Il est question d'un test à très petite échelle effectué avec des fournisseurs d'Italie, de Norvège, d'Espagne et de Suède. Les opérateurs belges n'ont donc pas été pris en compte lors de cette enquête.

Luconi a examiné neuf fournisseurs et a constaté que trois d'entre eux avaient perturbé le trafic BitTorrent. Lors d'un examen plus approfondi, il s'avéra que le problème n'était pas imputable à l'un des trois fournisseurs (le suédois Telenor), alors que tel était bien le cas pour les deux autres (Vodafone et Yoigo, tous deux en Espagne).

Chez Vodafone, le trafic BitTorrent était limité en vitesse tant sur le port par défaut (6881) que supérieur. Cela incita le chercheur à soupçonner que le fournisseur appliquait ce qu'on appelle en jargon la 'deep packet inspection', par laquelle le trafic est vérifié en détail par le fournisseur.

Chez Yoigo, le trafic était aussi limité, mais le chercheur observa que le contrôle l'était également. Le trafic BitTorrent s'y interrompait complètement au bout d'un temps, ce qui fait que le chercheur conclut que le fournisseur se livrait à du blocage de port en combinaison avec d'autres techniques.

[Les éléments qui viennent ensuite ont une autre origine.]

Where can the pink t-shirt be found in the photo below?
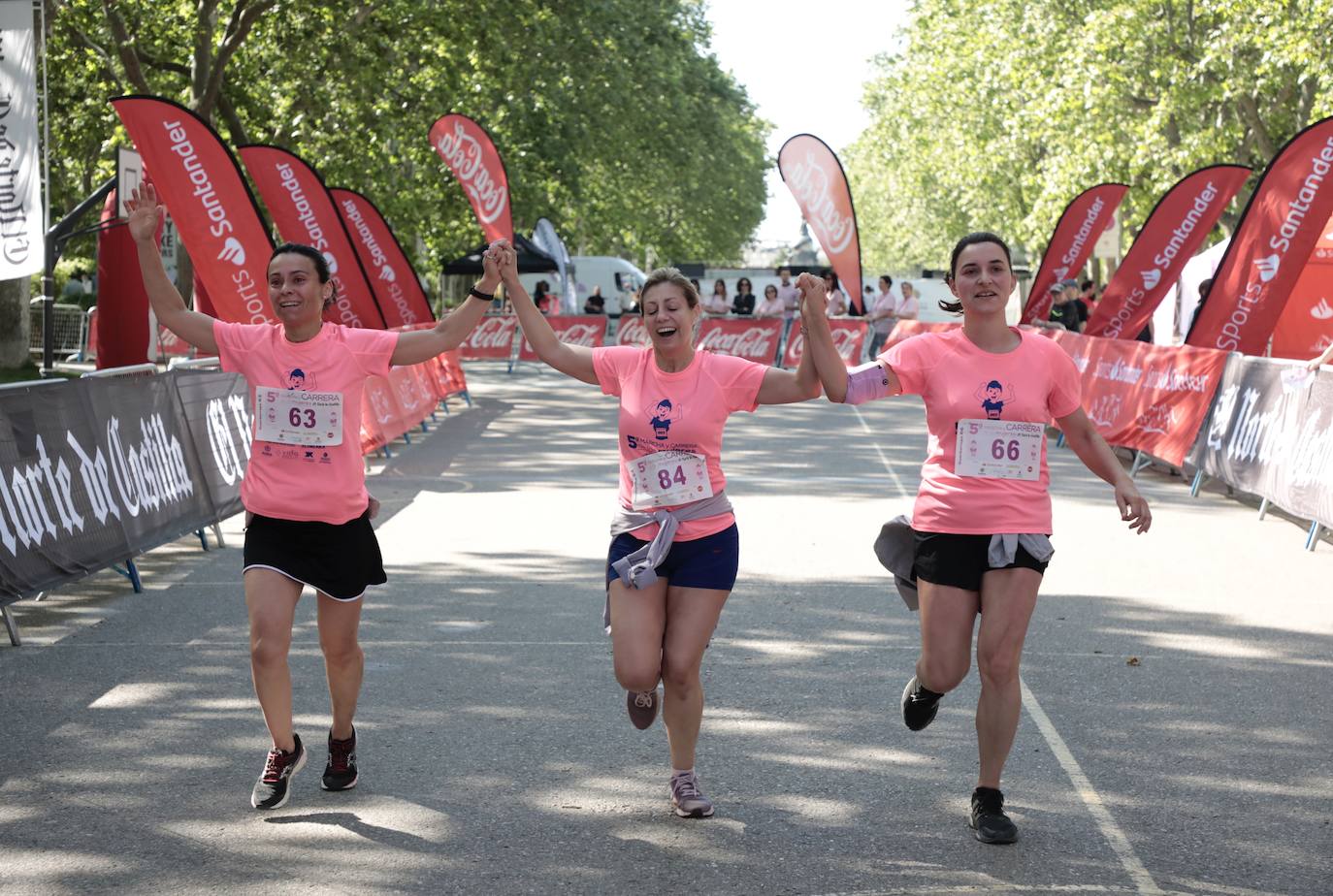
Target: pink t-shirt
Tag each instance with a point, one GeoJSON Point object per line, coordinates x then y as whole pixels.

Le site d'informations Torrentfreak fait observer que le blocage ou le retard n'est pas toléré conformément à la neutralité du net adoptée par l'Europe en 2015, même si cela mérite quand même une nuance. C'est ainsi que le trafic Torrent est parfois ralenti, notamment par des fournisseurs belges. Formellement, cela s'appelle du 'traffic shaping' (régulation de flux), auquel les opérateurs ont recours pour éviter que le réseau ne soit sur-sollicité.